Laurence M. Deutsch American Law Institute-American Bar Association 464 pp., $99

Written by a knowledgeable malpractice attorney, this eminently readable book is a valuable introduction to medical records. Attorneys just entering the medical malpractice arena will find detailed guidance on how to understand hospital charts. The examples of forms included in medical charts and explanations of who fills them out and how are instructive.

Laurence Deutsch writes about how particular medical entries are relevant in malpractice litigation, which is especially helpful to new lawyers. Chapter two explains in considerable detail what should be included in patients' charts. The discussion of how physicians obtain patients' histories and conduct physical exams should prove helpful to new attorneys who may not be familiar with these procedures.

Experienced medical malpractice litigators, however, may find Medical Records for Attorneys of limited value. The book would be more helpful to these readers if it covered not just how to read medical records but also how to analyze them. Detailed chronologies based on records are essential to understanding a patient's treatment and uncovering discrepancies in the chart. Attorneys sometimes find discrepancies by inspecting markings stamped on the records by an addressograph (usually a purple stamped notation of the patient's name, address, and hospital room number in the upper right corner of pages) or comparing chart entries with other documents that hospital staff generate, such as logs of patients in labor and delivery.

For instance, a file may contain a handwritten note dated May 1 that bears an addressograph stamp indicating that the patient was in room 309. But the patient may not have been moved to room 309 until May 20. A labor and delivery logbook may show that an obstetrician was performing a cesarean section on another patient at the same time that a note in your client's chart indicates the obstetrician was in the room with your client. Unfortunately, this book pays scant attention to documents other than the handwritten entries in a patient's records.

The book would also be more useful if it included the checklists that medical records departments use to ensure that charts are complete.

Chapter seven falls short in its coverage of obstetrical records. There, the author notes that a mother and infant have separate charts. He details the mother's record but writes nothing more of the infant's, which is usually the basis of proximate-cause defenses that bedevil birth-trauma plaintiffs.

On the other hand, a few sections that are included in the book detract from its value. For example, part of chapter one covers the psychological tools attorneys need to evaluate contradictory evidence. This seems unnecessary: Even novice attorneys should know from law school, if not TV and movies, that a case may involve contradictory claims supported by conflicting factual testimony.

A section in chapter two theorizes about why emergency-room visits generate a disproportionate share of medical malpractice litigation. Deutsch focuses on several factors: no prior physician-patient relationship, emergency-room patients' lack of sophistication, and their tendency to engage in denial and wishful thinking, which, he says, often leads them to blame physicians for the effects of the illness or accident that brought them to the ER in the first place.

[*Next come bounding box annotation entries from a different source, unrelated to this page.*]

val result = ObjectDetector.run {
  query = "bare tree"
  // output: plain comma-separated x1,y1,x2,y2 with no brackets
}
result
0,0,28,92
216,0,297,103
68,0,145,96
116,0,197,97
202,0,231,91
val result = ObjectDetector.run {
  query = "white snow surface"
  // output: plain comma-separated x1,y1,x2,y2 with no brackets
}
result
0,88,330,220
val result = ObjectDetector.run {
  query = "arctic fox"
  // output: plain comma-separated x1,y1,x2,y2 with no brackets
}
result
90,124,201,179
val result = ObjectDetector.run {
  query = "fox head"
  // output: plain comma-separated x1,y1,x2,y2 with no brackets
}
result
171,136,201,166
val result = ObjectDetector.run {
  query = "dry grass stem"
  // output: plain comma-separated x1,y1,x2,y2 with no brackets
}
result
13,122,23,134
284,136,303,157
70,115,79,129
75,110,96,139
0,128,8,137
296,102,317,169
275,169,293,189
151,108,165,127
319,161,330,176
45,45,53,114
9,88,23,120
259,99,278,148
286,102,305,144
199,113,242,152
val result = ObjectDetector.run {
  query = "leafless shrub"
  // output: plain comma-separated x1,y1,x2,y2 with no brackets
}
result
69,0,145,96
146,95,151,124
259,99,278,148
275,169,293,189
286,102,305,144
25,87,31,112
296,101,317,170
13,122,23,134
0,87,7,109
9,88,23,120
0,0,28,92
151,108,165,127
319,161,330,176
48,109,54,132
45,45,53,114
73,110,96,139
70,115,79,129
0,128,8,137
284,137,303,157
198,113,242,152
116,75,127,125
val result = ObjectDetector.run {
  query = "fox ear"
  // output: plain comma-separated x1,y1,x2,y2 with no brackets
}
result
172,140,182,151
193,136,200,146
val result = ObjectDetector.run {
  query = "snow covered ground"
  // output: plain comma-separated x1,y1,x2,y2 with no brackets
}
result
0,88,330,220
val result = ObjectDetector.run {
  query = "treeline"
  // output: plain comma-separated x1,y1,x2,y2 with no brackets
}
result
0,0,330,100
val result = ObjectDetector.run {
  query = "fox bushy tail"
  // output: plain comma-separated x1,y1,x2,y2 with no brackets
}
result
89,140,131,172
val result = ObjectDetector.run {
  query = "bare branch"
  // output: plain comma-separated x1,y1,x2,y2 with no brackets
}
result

Nowhere does he mention that some patients who are taken to emergency rooms--victims of heart attacks, gunshot wounds, trauma, and respiratory distress--urgently need immediate, lifesaving care. Their precarious medical conditions and the treatment required render them more vulnerable to malpractice. The author ignores this fact.

With some revisions and additions--including references to statutes, regulations, case law, and professional standards for maintaining records--a second edition could be more valuable as a reference tool for all medical negligence practitioners. Until such a revision is published, this text is worthwhile reading for new attorneys who are not familiar with medical records.

Lee Tilson practices law in Southfield, Michigan.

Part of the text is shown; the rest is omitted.